Олег Лукошин - Капитализм (сборник)
Умер он то ли от инсульта, то ли от кровоизлияния в мозг. Хотя, вполне возможно, что это одно и то же. Бухал где-то с мужиками, шел домой, свалился по пути. Был бы день, может, и увидел кто, «скорую» бы вызвал. Но папашку угораздило свалиться в то самое время, когда стемнело: он провалялся всю ночь, а утром по нашу душу в дверь уже стучались добрые соседки-самаритянки. Кто-то из них заметил валяющегося в кустах мужика, узнал в нем моего родителя и посчитал своим долгом обрадовать нас радостным известием о его погибели.

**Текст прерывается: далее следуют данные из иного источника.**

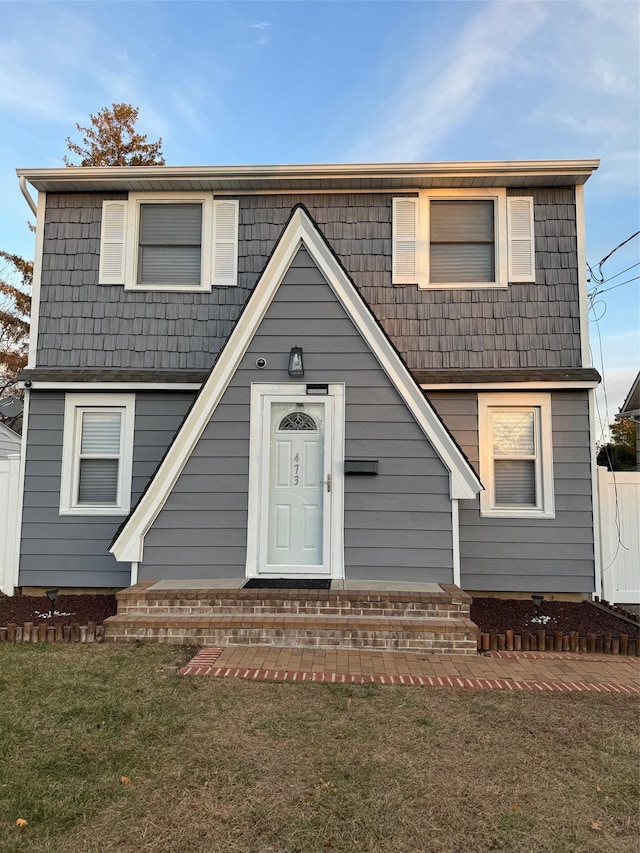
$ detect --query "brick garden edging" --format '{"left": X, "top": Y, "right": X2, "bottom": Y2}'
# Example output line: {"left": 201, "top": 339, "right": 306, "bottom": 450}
{"left": 0, "top": 622, "right": 104, "bottom": 644}
{"left": 477, "top": 628, "right": 638, "bottom": 656}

Мы и в самом деле почти обрадовались. Отец достал и меня, и матуху. Бестолочь никчемная. Ни сам жизнь не мог нормально прожить, ни близким людям покой обеспечить. Мать в первые-то минуты вроде как тоже вместе со мной некую радость обозначила, но потом прикинула, в какую сумму обойдутся похороны, и предалась неподдельному и гнетущему отчаянию. Плавно перешедшему в краткосрочный и выразительный траур, сопровождавшийся потоками слез и надрывными воплями. Чтобы проводить батяню в лучший из миров, ей пришлось снимать с книжки половину от накопленных ей то ли десяти, то ли двенадцати тысяч. Можете представить, каким безгранично глубоким было ее отчаяние.
Завод железобетонных изделий вот уже почти два года как приказал долго жить, и матуху, так как возраст позволял, отправили на пенсию. Я считал, что ей крупно повезло, потому что более молодые ее коллеги остались вообще ни с чем. Пенсию она получала, разумеется, грошовую, но имела дополнительный доход, продавая поштучно школьникам сигареты у продуктового магазина. Так что какие-никакие деньги у нее все ж водились. На питание да на квартплату хватало.
Кстати говоря, с этими сигаретами она стала практически городской знаменитостью. Менты, которым, судя по всему, делать было совершенно нечего, устроили как-то раз рейд на предмет выявления неблагонадежных пенсионерок, впаривающих нерадивым школярам табачную отраву. В рейде участвовала съемочная группа с местного телевидения. В качестве жертвы эти бездельники выбрали мою мать. Подослали к ней какую-то деваху с бантиками, та купила у матери пару сигарет, и в этот самый момент, когда моя ничего не подозревающая матуха передавала девочке сдачу в сумме один рубль двадцать копеек, вся развеселая бригада в лице двух ментов, криворотой и шепелявой корреспондентки, а также видеооператора, которым на телевидении трудился отдаленно знакомый мне Витя Моргунов, бывший сантехник, с радостным гиганьем набросилась на бедную женщину. Менты составили протокол, выписали ей штраф – по-моему, аж на двести рублей, а зловредная корреспондентка, тыча матери в лицо микрофоном, прокурорским голосом спрашивала ее, как, мол, она до жизни такой докатилась и не стыдно ли ей сбивать школьников с пути истинного.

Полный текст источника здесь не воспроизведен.